Spectral Analysis of Growing Graphs
Author | : Nobuaki Obata |
Publisher | : Springer |
Total Pages | : 141 |
Release | : 2017-02-17 |
ISBN-10 | : 9789811035067 |
ISBN-13 | : 9811035067 |
Rating | : 4/5 (067 Downloads) |
Download or read book Spectral Analysis of Growing Graphs written by Nobuaki Obata and published by Springer. This book was released on 2017-02-17 with total page 141 pages. Available in PDF, EPUB and Kindle. Book excerpt: This book is designed as a concise introduction to the recent achievements on spectral analysis of graphs or networks from the point of view of quantum (or non-commutative) probability theory. The main topics are spectral distributions of the adjacency matrices of finite or infinite graphs and their limit distributions for growing graphs. The main vehicle is quantum probability, an algebraic extension of the traditional probability theory, which provides a new framework for the analysis of adjacency matrices revealing their non-commutative nature.

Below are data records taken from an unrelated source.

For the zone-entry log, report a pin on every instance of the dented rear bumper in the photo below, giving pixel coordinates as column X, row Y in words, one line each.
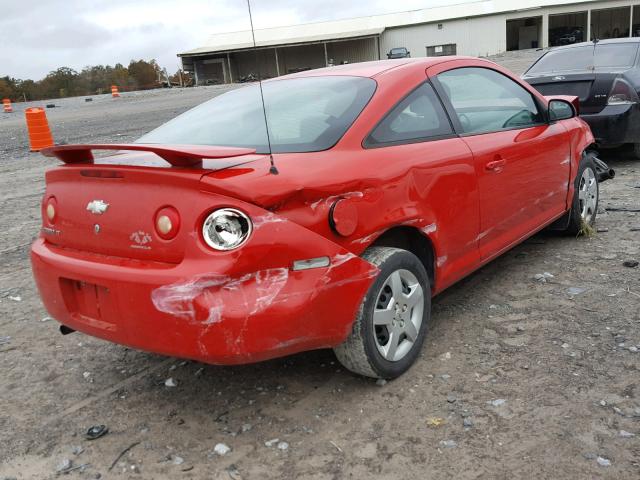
column 221, row 308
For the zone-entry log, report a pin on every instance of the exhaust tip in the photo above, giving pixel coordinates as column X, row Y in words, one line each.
column 66, row 330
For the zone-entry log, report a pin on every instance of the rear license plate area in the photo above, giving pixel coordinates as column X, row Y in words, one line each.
column 88, row 303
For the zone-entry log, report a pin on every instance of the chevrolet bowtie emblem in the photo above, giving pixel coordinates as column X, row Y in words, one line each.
column 97, row 207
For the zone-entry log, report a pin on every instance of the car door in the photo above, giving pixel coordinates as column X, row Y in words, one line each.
column 430, row 179
column 522, row 161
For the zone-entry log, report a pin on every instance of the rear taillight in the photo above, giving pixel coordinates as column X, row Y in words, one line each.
column 167, row 223
column 50, row 210
column 622, row 93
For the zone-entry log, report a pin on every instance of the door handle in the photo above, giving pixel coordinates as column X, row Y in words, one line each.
column 495, row 165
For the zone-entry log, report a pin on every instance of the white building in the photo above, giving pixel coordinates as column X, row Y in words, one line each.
column 480, row 28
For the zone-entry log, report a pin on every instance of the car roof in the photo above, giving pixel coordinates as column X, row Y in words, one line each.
column 600, row 42
column 373, row 68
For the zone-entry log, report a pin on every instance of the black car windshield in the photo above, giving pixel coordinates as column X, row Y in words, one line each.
column 306, row 114
column 584, row 58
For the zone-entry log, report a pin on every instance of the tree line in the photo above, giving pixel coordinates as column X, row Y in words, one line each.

For example, the method of quantum decomposition makes it possible to study spectral distributions by means of interacting Fock spaces or equivalently by orthogonal polynomials. Various concepts of independence in quantum probability and corresponding central limit theorems are used for the asymptotic study of spectral distributions for product graphs.This book is written for researchers, teachers, and students interested in graph spectra, their (asymptotic) spectral distributions, and various ideas and methods on the basis of quantum probability. It is also useful for a quick introduction to quantum probability and for an analytic basis of orthogonal polynomials.